POOR “O” LEVEL RESULTS
WHAT ARE THE OPTIONS
It is saddening that students sink into depression or even have suicidal thoughts after doing badly at a national examination. From time to time we hear of students taking their lives after doing badly at “A” levels or “O” levels. Understand that in today’s world there are a lot more pathways and opportunities compared to the previous generation. Parents should not feel that all is lost, transmitting the doom and gloom to their children. They can consider the following advice and talk to their children about next steps. Here are some of them.
Institute of Technical Education (ITE)
ITE Is (not) The End.
Mrs. Lim, mother of student Anthony Lim shares her views on ITEs.
“I urge all parents to not look at ITEs as a dead end. It is just a longer route to what everyone may define as success like a polytechnic or a university. My son went to an ITE after doing badly at the O levels. He really liked his course at ITE and did very well in it, he then went on to a local polytechnic where he was granted a year exemption, he took up the same course and again did well at it. He now has a place in a local university. Hence, it was the ITE that made my child find out his interests and this has made him look forward to school ever since. I couldn’t say the same for him in primary or secondary school.”
ITE offers course-based schooling. One will graduate with a certificate. Graduates can find work mostly in vocational and technical jobs. If the child does well in ITE, he will be allowed to proceed onto the local polytechnics.

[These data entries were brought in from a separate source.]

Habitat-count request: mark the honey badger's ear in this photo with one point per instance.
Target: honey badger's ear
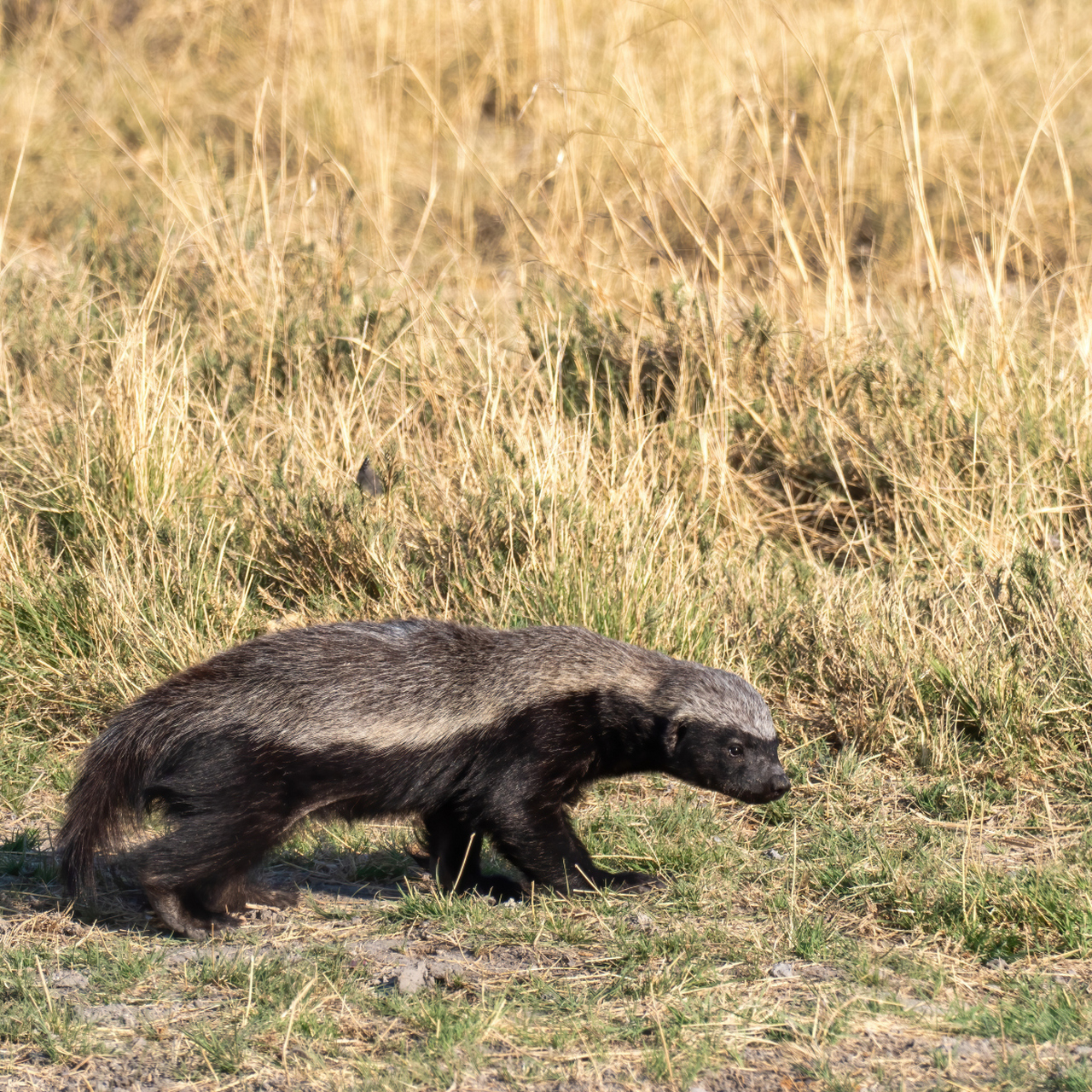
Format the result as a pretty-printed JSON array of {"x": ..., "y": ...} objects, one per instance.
[{"x": 676, "y": 729}]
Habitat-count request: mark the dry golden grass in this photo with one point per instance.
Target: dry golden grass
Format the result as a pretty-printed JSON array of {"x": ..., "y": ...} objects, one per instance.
[{"x": 758, "y": 335}]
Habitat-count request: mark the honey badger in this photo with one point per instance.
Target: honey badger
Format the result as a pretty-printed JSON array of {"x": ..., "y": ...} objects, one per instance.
[{"x": 476, "y": 730}]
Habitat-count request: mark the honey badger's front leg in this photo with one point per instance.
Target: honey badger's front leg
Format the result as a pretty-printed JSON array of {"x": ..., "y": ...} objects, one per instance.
[{"x": 538, "y": 839}]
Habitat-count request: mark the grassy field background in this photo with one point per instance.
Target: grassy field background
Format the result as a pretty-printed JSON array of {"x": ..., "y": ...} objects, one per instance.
[{"x": 758, "y": 335}]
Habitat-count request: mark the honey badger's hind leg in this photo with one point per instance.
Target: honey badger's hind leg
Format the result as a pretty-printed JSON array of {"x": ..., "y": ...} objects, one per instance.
[
  {"x": 455, "y": 857},
  {"x": 197, "y": 876}
]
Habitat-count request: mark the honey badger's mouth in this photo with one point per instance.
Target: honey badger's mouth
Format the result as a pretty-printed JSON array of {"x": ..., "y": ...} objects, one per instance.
[{"x": 773, "y": 790}]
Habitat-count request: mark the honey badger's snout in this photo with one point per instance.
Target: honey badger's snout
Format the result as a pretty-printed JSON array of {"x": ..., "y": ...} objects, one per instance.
[{"x": 775, "y": 783}]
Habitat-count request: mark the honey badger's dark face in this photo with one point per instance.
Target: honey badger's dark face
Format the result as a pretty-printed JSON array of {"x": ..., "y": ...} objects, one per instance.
[{"x": 729, "y": 760}]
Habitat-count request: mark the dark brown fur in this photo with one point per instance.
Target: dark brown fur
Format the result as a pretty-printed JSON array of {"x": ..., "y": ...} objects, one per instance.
[{"x": 478, "y": 732}]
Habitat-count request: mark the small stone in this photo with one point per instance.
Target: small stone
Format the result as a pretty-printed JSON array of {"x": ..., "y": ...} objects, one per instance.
[
  {"x": 108, "y": 1016},
  {"x": 69, "y": 979},
  {"x": 413, "y": 978}
]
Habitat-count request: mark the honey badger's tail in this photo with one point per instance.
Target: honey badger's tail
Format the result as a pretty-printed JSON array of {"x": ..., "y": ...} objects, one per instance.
[{"x": 107, "y": 799}]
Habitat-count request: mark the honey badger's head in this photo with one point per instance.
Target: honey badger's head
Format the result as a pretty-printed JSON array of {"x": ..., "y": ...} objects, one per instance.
[{"x": 717, "y": 734}]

Private schools such as MDIS and Kaplan accept students with the most passes in the “O” levels into their diploma programme. From there the child can proceed to a degree programme in their campuses. However, private schools are much costlier; the school fees are not government-subsidised.
Repeating O levels as a private candidate
Of course, there is always the option of repeating the O levels as a private candidate. However, it is better to move on if the child is not academically inclined.
Parents must make their children understand that education is a life long journey. The students should stop beating themselves up and move on from their exam results as there will be many other opportunities in life.